Atap candi dipenuhi dengan hiasan yang meriah, dengan puncak berbentuk persegi. Di bagian atas bilik candi pada batu penutup sungkup terdapat relief 'Surya', yakni lingkaran yang dikelilingi oleh pancaran sinar berupa garis-garis bersusun vertikal membentuk beberapa buah segitiga sama kaki. Relief 'Surya' yang merupakan lambang Kerajaan Majapahit ini juga ditemukan di beberapa candi lain di Jawa Timur dalam bentuk yang sedikit bervariasi.
Salah satu tangannya memegang genta, sedang tangan yang lain menyangga tubuh naga yang melingkari bagian atas bangunan. Di antara pahatan tokoh-tokoh tersebut terdapat pahatan bermotif bulatan yang disebut 'motif medalion'. Dalam bulatan terdapat kombinasi relief daun-daunan atau bunga-bungaan dan berbagai jenis binatang. Di antara bulatan-bulatan tersebut terdapat relief cerita binatang dalam ukuran yang lebih kecil. Sayang cerita yang digambarkan dalam relief ini belum dapat diungkapkan.
d. Pelataran Dalam
Teras pertama berbentuk empat persegi dengan diameter 30,06 meter untuk arah timur barat. Di pertengahan keempat sisinya terdapat bagian yang menjorok keluar sekitar 3 m. Untuk naik ke teras pertama, terdapat dua buah tangga di kiri dan kanan sisi barat. Pada masing-masing sisi kedua tangga terdapat arca dwarapala yang pada tatakannya terpahat angka tahun 1269 Saka (1347 M). Sepanjang dinding teras pertama dipenuhi pahatan relief cerita.
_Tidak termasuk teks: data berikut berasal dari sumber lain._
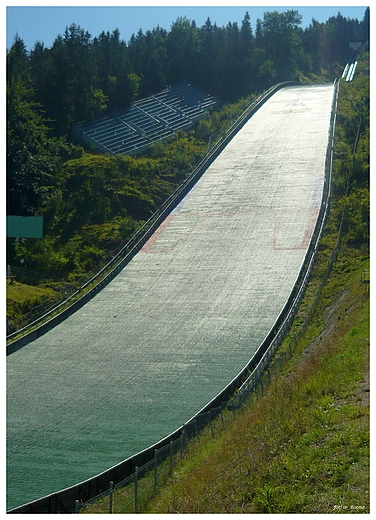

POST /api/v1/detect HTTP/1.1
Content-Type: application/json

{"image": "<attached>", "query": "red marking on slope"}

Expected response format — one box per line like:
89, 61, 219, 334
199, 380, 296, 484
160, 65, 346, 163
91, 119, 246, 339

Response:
140, 215, 175, 253
273, 209, 319, 250
301, 209, 319, 248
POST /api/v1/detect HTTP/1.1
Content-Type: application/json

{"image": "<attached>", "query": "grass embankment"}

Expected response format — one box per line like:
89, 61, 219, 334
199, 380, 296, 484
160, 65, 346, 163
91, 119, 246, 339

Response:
144, 254, 369, 514
82, 243, 369, 514
6, 279, 57, 326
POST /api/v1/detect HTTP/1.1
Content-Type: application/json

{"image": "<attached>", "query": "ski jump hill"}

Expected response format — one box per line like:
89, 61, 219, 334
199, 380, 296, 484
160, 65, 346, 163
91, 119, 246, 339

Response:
7, 82, 337, 512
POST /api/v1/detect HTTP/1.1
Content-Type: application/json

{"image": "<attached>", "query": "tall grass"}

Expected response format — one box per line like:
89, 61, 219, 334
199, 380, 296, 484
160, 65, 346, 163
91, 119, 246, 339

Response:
81, 246, 369, 514
140, 258, 369, 514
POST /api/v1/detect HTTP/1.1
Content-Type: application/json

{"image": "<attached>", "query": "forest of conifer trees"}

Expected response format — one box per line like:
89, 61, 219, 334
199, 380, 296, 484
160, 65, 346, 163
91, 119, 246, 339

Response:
7, 9, 369, 136
6, 7, 370, 320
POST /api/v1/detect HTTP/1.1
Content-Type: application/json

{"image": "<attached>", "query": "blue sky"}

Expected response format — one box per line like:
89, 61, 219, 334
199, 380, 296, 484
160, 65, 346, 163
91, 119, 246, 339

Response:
6, 2, 368, 51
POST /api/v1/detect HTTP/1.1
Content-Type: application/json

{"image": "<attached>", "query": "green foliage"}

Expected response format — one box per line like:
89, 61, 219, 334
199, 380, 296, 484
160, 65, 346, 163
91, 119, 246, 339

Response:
343, 188, 370, 246
140, 251, 368, 514
253, 484, 287, 513
13, 235, 70, 275
6, 128, 207, 288
6, 279, 58, 326
332, 53, 369, 247
6, 8, 369, 137
6, 78, 65, 216
6, 34, 30, 82
6, 11, 369, 324
195, 118, 212, 143
257, 10, 304, 82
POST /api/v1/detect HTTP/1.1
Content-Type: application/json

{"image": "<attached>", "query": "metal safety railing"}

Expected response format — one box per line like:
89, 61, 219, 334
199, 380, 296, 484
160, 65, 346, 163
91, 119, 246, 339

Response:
6, 81, 298, 355
7, 80, 338, 514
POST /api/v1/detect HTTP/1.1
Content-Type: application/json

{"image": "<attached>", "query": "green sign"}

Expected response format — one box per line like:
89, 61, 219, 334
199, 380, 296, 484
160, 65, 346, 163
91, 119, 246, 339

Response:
6, 216, 44, 238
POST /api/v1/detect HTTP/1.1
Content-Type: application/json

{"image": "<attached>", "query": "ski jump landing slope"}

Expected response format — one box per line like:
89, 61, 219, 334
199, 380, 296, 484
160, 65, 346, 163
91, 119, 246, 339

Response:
7, 84, 335, 509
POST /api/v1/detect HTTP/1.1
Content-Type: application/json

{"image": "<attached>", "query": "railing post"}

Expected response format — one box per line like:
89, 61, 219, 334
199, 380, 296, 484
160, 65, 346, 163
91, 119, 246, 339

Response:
208, 410, 214, 438
134, 466, 138, 513
154, 448, 158, 495
180, 433, 184, 459
169, 440, 173, 475
194, 419, 200, 442
109, 480, 114, 514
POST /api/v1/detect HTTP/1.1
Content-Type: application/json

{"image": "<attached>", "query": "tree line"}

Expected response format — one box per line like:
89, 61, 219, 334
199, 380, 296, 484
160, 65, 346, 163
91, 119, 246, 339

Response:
6, 8, 369, 216
7, 8, 369, 137
6, 8, 369, 284
6, 8, 369, 330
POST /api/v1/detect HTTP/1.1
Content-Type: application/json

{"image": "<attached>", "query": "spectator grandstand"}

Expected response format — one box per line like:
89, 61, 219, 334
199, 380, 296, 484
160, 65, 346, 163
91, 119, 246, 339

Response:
74, 82, 217, 156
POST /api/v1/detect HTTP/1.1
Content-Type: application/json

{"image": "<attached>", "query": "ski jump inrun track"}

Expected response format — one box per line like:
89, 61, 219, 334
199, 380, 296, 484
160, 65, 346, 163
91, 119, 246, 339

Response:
7, 82, 337, 511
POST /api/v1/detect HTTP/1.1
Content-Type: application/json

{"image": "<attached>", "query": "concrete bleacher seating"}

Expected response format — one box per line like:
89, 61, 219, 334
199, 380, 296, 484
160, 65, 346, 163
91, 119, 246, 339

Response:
74, 82, 217, 156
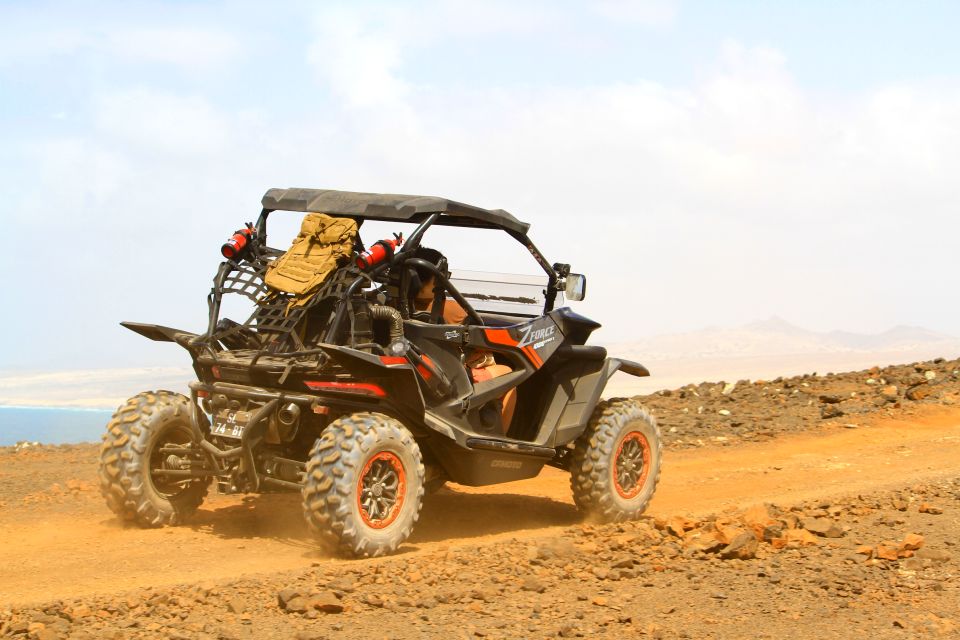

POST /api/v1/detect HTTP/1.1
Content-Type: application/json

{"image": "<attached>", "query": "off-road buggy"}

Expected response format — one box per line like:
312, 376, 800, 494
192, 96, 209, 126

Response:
99, 188, 662, 557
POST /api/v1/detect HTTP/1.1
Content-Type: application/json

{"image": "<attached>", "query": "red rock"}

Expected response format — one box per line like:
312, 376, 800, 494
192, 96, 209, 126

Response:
918, 503, 943, 515
880, 385, 899, 401
772, 529, 819, 549
906, 386, 931, 401
665, 516, 696, 538
682, 529, 725, 553
740, 504, 777, 538
875, 544, 900, 561
309, 591, 344, 614
900, 533, 924, 552
714, 519, 748, 545
719, 532, 758, 560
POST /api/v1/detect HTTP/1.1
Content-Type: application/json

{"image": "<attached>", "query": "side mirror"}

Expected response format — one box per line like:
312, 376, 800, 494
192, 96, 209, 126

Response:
564, 273, 586, 301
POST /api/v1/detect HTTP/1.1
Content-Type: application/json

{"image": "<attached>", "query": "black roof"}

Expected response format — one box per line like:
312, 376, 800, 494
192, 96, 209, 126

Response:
262, 188, 530, 235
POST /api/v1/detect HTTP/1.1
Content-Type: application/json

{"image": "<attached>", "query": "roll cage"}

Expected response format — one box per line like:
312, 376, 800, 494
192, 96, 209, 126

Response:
185, 188, 573, 364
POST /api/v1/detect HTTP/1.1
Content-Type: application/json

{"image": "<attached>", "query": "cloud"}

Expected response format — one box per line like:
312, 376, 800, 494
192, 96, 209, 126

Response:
307, 7, 411, 109
94, 88, 232, 155
4, 1, 960, 373
0, 8, 240, 72
105, 28, 241, 71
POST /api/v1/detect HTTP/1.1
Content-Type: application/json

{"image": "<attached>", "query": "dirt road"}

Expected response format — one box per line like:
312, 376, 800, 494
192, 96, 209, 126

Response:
3, 406, 958, 608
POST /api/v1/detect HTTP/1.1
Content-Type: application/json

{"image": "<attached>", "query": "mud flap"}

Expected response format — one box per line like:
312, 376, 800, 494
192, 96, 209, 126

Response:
546, 357, 651, 447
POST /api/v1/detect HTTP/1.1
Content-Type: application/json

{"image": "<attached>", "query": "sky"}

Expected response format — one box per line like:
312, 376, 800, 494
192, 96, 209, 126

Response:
1, 0, 959, 371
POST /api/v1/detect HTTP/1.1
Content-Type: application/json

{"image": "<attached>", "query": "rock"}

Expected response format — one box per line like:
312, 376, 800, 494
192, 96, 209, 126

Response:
66, 604, 92, 621
924, 370, 936, 381
713, 519, 749, 545
7, 620, 29, 635
718, 409, 731, 416
918, 503, 943, 515
309, 591, 344, 614
818, 395, 842, 404
722, 382, 736, 396
820, 405, 844, 419
277, 588, 304, 610
535, 538, 578, 561
906, 372, 927, 387
801, 517, 844, 538
665, 516, 696, 538
327, 577, 357, 593
865, 378, 878, 385
226, 598, 244, 614
906, 386, 932, 401
880, 385, 899, 401
900, 533, 924, 552
761, 525, 783, 542
521, 576, 546, 593
719, 532, 758, 560
34, 629, 59, 640
281, 596, 309, 614
915, 548, 951, 563
771, 528, 819, 549
683, 529, 725, 554
875, 544, 900, 561
855, 545, 874, 558
740, 504, 778, 539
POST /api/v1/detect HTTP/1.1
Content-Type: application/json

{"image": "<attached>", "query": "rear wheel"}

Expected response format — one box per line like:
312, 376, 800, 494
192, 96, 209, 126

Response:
98, 391, 210, 526
569, 400, 662, 522
302, 413, 424, 557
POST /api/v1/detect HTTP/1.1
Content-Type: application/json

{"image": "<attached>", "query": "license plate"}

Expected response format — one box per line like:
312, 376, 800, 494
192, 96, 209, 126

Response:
212, 410, 250, 440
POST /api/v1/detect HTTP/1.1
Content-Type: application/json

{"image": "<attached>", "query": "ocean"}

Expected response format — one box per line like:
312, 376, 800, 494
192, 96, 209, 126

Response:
0, 406, 114, 446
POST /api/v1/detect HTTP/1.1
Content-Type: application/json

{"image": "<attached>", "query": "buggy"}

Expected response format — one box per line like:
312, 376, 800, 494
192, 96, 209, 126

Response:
99, 188, 662, 557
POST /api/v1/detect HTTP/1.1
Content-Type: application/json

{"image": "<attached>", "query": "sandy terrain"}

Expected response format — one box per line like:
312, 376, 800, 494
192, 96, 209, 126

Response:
1, 358, 958, 638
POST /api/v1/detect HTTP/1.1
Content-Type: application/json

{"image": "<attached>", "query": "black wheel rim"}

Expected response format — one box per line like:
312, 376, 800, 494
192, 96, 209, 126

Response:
358, 452, 405, 528
614, 432, 650, 499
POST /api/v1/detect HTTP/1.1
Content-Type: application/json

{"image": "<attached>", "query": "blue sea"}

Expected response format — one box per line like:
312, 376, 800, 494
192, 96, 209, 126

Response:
0, 406, 114, 446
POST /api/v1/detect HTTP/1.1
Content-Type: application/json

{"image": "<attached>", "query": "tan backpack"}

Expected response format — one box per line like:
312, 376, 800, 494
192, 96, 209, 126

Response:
264, 213, 358, 305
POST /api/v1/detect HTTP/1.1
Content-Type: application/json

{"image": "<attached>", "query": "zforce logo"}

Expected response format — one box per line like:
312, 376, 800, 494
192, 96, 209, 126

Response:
516, 324, 556, 350
490, 459, 523, 469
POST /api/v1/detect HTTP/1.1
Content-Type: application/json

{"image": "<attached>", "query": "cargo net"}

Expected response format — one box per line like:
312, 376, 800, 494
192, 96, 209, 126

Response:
210, 258, 360, 354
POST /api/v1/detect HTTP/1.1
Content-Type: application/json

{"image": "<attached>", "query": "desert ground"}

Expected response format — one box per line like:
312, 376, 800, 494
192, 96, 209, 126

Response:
1, 357, 959, 639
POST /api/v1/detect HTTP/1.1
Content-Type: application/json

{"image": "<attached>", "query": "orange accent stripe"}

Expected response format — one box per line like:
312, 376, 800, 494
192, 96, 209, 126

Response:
523, 345, 544, 368
379, 356, 407, 366
417, 355, 435, 380
484, 328, 517, 347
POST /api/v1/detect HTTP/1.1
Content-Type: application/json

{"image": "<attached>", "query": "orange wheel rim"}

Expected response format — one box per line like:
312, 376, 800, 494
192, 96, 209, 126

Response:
613, 431, 651, 499
357, 451, 406, 529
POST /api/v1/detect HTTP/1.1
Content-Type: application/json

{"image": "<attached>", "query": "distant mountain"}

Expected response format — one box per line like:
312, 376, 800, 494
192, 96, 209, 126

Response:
607, 317, 960, 361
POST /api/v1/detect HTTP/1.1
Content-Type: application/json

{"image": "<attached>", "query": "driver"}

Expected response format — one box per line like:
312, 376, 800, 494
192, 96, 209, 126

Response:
412, 249, 516, 433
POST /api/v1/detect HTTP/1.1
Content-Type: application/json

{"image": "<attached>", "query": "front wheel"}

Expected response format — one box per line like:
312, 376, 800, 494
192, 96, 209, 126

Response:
569, 400, 662, 522
302, 413, 425, 557
98, 391, 210, 526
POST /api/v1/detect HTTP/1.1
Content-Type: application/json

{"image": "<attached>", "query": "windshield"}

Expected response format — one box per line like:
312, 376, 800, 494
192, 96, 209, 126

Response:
448, 270, 561, 317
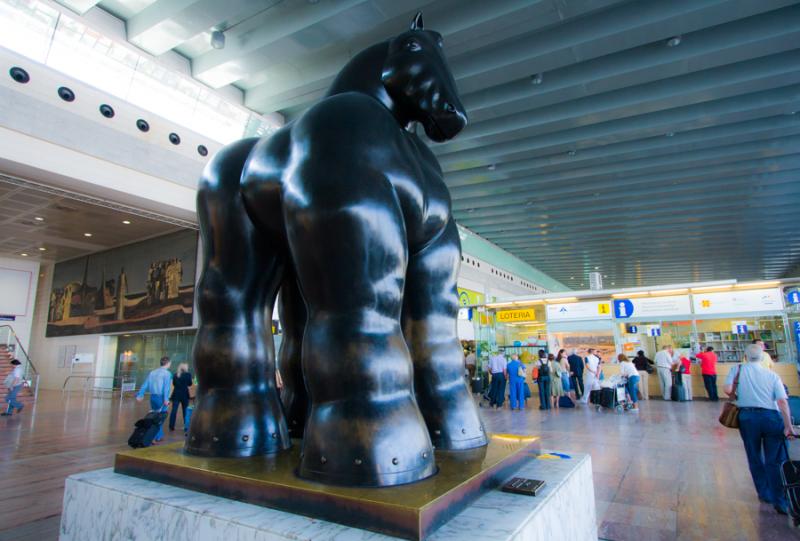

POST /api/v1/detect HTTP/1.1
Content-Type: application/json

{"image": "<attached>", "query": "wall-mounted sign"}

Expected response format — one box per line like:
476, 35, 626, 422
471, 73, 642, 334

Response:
496, 308, 537, 323
457, 308, 472, 321
731, 321, 748, 334
458, 287, 485, 307
787, 290, 800, 305
692, 288, 783, 315
613, 295, 691, 319
0, 315, 16, 321
546, 300, 612, 321
626, 325, 639, 334
647, 325, 662, 337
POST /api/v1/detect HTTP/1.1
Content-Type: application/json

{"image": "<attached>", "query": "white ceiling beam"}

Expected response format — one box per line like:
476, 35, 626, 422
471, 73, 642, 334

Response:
190, 0, 372, 88
126, 0, 273, 56
54, 0, 102, 15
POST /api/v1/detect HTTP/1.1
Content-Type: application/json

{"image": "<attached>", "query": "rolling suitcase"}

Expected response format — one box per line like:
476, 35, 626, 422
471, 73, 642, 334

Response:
599, 387, 617, 409
671, 372, 687, 402
470, 376, 484, 394
558, 395, 575, 408
780, 454, 800, 526
589, 390, 602, 405
128, 410, 168, 448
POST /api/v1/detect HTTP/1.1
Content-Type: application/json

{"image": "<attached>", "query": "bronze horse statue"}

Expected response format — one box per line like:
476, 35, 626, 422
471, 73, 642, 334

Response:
187, 13, 488, 487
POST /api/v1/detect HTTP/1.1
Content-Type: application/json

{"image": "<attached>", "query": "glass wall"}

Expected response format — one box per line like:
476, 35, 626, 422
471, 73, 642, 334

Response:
114, 329, 196, 388
618, 320, 695, 360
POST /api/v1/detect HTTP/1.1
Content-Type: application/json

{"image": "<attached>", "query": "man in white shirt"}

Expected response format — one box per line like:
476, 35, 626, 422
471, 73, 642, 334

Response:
654, 345, 678, 400
487, 352, 507, 409
580, 349, 601, 403
2, 358, 25, 416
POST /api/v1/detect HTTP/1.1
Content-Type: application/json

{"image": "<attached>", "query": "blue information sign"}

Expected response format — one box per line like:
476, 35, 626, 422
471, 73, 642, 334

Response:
613, 299, 634, 319
648, 326, 661, 337
626, 325, 638, 334
788, 290, 800, 305
795, 322, 800, 363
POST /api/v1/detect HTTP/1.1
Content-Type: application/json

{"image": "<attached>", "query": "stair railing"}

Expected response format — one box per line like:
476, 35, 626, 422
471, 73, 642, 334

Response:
0, 325, 40, 402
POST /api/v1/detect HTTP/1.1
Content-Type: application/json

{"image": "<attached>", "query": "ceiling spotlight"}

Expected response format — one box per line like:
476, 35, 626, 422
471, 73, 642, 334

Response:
20, 253, 28, 257
525, 200, 534, 207
530, 73, 544, 85
38, 247, 46, 251
567, 149, 577, 157
570, 276, 575, 280
210, 30, 226, 50
594, 266, 599, 270
486, 163, 496, 171
666, 35, 682, 48
34, 216, 44, 221
84, 233, 93, 237
611, 282, 616, 286
466, 208, 476, 213
666, 131, 675, 137
122, 220, 131, 224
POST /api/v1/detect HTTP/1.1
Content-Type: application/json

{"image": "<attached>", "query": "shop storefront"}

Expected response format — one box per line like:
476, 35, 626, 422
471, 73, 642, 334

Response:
478, 283, 800, 394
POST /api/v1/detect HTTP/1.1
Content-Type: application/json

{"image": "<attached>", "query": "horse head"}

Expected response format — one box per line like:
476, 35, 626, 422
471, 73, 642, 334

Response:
381, 13, 467, 142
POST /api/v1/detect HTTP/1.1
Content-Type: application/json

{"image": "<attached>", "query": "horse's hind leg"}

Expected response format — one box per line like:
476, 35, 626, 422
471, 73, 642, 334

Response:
278, 269, 309, 438
186, 138, 290, 457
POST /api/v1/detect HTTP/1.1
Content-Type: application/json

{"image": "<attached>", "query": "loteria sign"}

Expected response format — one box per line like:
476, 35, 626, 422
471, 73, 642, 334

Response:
496, 308, 538, 323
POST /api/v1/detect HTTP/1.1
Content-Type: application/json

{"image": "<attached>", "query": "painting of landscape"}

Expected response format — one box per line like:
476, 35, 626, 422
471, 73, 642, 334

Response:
46, 230, 197, 337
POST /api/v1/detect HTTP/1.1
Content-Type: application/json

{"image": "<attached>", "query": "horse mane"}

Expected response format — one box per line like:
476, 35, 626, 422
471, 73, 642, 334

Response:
325, 41, 399, 120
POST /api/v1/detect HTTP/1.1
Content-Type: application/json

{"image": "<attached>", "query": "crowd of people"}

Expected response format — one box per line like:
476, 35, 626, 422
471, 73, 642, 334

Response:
474, 340, 797, 518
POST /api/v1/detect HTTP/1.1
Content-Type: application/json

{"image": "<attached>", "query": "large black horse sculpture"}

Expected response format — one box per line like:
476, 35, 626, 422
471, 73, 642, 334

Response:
187, 13, 488, 487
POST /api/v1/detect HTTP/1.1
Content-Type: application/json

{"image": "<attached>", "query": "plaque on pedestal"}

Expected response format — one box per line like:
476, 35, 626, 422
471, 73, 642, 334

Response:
114, 434, 539, 540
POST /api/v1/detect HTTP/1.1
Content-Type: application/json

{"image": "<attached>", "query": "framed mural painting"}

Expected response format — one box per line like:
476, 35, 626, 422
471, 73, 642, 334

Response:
46, 230, 197, 337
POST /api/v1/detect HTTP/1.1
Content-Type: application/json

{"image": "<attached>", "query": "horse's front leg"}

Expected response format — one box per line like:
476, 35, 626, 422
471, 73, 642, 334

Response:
403, 219, 488, 450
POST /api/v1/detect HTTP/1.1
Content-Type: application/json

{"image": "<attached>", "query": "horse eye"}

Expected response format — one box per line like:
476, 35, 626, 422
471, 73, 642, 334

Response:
405, 40, 421, 52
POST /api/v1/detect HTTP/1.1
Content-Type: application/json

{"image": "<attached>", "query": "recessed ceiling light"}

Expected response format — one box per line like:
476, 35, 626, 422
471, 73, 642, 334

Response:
20, 253, 28, 257
38, 247, 46, 251
486, 163, 496, 171
594, 266, 599, 270
570, 276, 575, 280
666, 35, 682, 47
666, 131, 675, 137
466, 208, 476, 213
34, 216, 44, 221
84, 233, 93, 237
611, 282, 616, 285
122, 220, 131, 224
567, 150, 577, 157
530, 73, 544, 85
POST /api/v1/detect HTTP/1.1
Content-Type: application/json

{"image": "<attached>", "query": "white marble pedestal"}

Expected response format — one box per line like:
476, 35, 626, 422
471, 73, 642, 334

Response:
60, 451, 596, 541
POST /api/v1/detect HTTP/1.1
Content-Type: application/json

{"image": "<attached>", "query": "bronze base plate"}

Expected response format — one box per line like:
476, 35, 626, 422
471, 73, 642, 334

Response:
114, 434, 540, 540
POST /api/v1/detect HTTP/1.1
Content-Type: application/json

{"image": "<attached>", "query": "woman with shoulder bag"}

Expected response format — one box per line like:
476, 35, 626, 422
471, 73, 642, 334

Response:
723, 344, 797, 516
169, 362, 193, 432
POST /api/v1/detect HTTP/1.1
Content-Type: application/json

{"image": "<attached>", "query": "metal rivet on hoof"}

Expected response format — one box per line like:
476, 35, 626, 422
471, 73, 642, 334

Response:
191, 436, 196, 441
434, 429, 441, 435
479, 426, 484, 431
392, 457, 399, 465
212, 436, 219, 442
320, 456, 327, 464
242, 435, 249, 442
292, 420, 297, 425
461, 428, 466, 434
271, 432, 278, 439
422, 452, 429, 459
354, 458, 362, 465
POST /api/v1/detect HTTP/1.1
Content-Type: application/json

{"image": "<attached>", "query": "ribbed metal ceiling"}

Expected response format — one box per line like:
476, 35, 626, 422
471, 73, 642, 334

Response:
63, 0, 800, 288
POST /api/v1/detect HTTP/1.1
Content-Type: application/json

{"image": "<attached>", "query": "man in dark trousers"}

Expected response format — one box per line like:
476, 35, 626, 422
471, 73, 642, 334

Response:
567, 349, 584, 399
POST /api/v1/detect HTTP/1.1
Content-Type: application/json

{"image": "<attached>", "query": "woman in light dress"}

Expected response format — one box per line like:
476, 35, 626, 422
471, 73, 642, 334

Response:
556, 349, 576, 402
549, 353, 564, 409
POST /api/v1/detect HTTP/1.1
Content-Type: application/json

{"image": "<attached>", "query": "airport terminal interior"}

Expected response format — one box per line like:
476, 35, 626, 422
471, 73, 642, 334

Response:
1, 1, 800, 540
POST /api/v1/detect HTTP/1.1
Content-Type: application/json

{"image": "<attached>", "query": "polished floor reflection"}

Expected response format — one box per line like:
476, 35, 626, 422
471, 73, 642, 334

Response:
0, 390, 796, 540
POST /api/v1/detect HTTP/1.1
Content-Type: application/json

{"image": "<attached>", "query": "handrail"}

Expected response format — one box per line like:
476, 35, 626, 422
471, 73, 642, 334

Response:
0, 324, 38, 375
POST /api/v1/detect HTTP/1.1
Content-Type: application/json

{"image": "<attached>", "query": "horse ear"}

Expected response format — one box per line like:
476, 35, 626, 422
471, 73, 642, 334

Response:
410, 12, 423, 31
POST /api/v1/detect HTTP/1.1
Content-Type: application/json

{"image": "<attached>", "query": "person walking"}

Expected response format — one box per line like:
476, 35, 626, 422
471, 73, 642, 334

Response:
568, 349, 584, 399
506, 354, 526, 411
169, 362, 193, 432
632, 350, 654, 400
654, 345, 677, 400
535, 350, 552, 410
696, 346, 719, 401
136, 356, 172, 443
580, 349, 601, 404
465, 348, 476, 379
2, 358, 25, 416
618, 354, 640, 412
724, 343, 796, 516
549, 353, 564, 409
487, 351, 507, 409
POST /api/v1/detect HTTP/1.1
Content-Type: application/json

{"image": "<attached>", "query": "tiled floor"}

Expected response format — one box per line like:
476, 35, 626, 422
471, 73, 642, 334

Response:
0, 390, 797, 540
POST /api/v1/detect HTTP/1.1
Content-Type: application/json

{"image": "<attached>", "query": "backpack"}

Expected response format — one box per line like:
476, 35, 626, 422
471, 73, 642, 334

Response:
538, 360, 550, 377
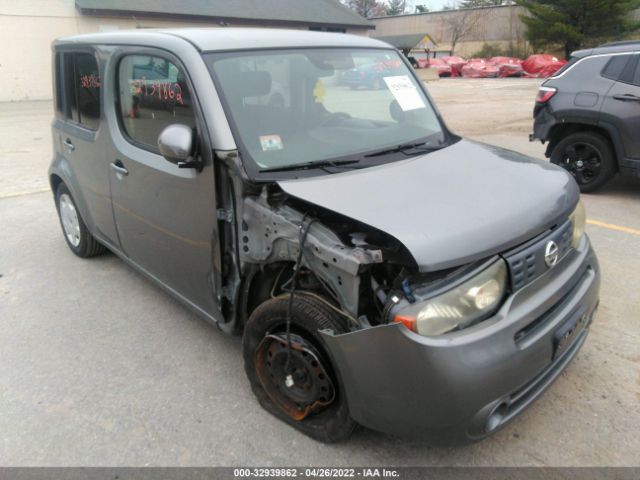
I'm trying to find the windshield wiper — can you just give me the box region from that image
[364,141,445,158]
[260,159,360,174]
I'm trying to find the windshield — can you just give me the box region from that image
[205,48,447,177]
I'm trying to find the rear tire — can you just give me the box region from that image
[242,295,356,443]
[550,132,616,193]
[55,184,106,258]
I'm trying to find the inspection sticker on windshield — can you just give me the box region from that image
[259,134,284,151]
[383,75,426,111]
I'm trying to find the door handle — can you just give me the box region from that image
[613,94,640,102]
[110,160,129,176]
[63,138,75,151]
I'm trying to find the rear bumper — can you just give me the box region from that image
[531,104,557,144]
[321,235,600,443]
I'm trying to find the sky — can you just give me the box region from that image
[407,0,451,13]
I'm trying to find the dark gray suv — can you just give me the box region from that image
[50,28,600,444]
[532,41,640,192]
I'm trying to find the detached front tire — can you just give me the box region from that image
[242,295,356,443]
[55,183,105,258]
[550,132,616,193]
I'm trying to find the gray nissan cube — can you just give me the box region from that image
[49,29,600,444]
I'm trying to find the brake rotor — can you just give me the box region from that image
[255,333,335,421]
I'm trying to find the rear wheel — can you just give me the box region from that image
[242,295,356,443]
[550,132,616,193]
[55,184,106,258]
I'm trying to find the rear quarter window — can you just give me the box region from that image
[54,52,64,117]
[551,56,580,77]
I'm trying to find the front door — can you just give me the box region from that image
[107,51,219,317]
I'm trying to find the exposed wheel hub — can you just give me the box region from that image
[255,333,335,421]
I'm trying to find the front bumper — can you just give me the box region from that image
[321,235,600,443]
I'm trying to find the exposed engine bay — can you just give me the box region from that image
[215,155,470,334]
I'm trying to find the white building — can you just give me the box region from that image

Teras kedua berukuran lebih kecil dibandingkan dengan teras pertama, karena pada bagian yang menjorok keluar di teras pertama justru sedikit menjorok ke dalam di teras kedua. Perbedaan ukuran antara teras pertama dan teras kedua membentuk selasar di lantai teras pertama, yang memungkinkan orang berjalan mengelilingi bangunan sambil menyaksikan adegan-adegan yang digambarkan dalam relief cerita yang terpahat di sepanjang dinding. Pada dinding di teras pertama dan kedua berjajar panil pahatan cerita Ramayana dan dan Krisnayana diselingi dengan hiasan motif medalion.
Teras ketiga berbentuk hampir bujur sangkar. Dindingnya berpahatkan naga bersayap dengan kepala yang sedikit mendongak ke depan dan singa bersayap dengan kaki belakang dalam posisi berjongkok sedangkan kaki depannya terangkat ke atas. Pahatan-pahatan pada dinding teras ketiga ini selain untuk mengisi bidang yang kosong juga berfungsi sebagai pilar bangunan.
Teras ketiga merupakan emperan kosong. Di tempat itu seharusnya berdiri tubuh candi yang sampai saat ini belum berhasil dikembalikan ke wujud aslinya karena belum semua bagian bangunan berhasil ditemukan. Sebagian dari tubuh candi induk ini telah disusun dalam susunan percobaan di halaman candi.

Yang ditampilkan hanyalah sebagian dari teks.